Microbiota and omega-3

 
 
 

Gut microbiota (formerly called gut flora) is the name given to the microbe population living in our intestine. Our gut microbiota includes at least 1000 bacteria types, and can weigh up to 2 kg. One third of it is common to most people, but two thirds are specific to each one of us; in general, it varies according to sex, age, and geographical origin of the person. Gut microbiota has key functions to maintain an optimal health: It helps the body to digest certain foods that the stomach and small intestine have not been able to digest, to produce some vitamins, and to fight against aggressions from other microorganisms. 70% of our immune cells and more than 100 million neurons connected with the brain live in our intestine. We are all born without microbes in our intestine, but intestine colonization starts immediately after birth and follows as we grow. So, the composition of the microbiota is influenced by environmental factors such as diet, antibiotic therapy, and environmental exposure to microorganisms. But diet appears to have the largest effect, and is considered to influence gut microbiota diversity and functionality.

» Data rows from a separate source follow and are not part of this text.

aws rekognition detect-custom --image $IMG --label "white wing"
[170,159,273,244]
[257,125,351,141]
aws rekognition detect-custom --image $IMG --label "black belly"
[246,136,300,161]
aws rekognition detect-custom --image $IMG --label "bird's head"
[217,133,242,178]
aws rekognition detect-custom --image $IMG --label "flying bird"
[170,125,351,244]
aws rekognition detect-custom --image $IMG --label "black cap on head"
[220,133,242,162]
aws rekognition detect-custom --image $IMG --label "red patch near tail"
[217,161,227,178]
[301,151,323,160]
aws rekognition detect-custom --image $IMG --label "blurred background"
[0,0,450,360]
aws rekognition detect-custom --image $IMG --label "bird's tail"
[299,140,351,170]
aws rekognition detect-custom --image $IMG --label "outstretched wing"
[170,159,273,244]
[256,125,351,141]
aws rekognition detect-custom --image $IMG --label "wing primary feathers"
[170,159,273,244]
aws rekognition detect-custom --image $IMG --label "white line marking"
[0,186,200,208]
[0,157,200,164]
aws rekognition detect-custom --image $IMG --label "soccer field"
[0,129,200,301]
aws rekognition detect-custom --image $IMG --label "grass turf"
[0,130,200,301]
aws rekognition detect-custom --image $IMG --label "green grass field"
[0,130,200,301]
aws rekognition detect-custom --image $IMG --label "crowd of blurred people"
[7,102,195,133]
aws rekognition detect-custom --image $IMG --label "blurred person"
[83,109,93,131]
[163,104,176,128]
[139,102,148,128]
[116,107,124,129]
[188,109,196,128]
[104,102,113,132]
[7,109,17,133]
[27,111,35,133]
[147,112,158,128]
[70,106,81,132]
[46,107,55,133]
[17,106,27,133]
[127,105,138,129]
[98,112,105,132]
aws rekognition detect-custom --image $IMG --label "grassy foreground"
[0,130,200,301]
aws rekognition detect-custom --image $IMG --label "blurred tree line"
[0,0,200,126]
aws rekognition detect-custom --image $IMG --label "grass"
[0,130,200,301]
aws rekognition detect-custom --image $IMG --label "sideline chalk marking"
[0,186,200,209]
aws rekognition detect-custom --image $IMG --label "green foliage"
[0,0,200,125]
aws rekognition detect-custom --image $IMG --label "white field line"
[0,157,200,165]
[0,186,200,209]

Omega-3 fatty acids have been shown to have beneficial health effects, are among the dietary factors, and it is believed that their beneficial effects may be mediated through changes in gut microbiota composition. An omega-3 rich diet can produce positive changes in the gut microbiota, and that may explain its health benefits in several chronic disorders which have been associated with changes in the microbiota.

Omega-3 could play an important role in the treatment of these chronic disorders as a gut microbiota modulator.

 

Bibliography

  • Noriega BS, Sanchez-Gonzalez MA, Salyakina D et al. Understanding the Impact of Omega-3 Rich Diet on the Gut Microbiota. Case Rep Med. 2016;2016:3089303. doi: 10.1155/2016/3089303. Epub 2016 Mar 14.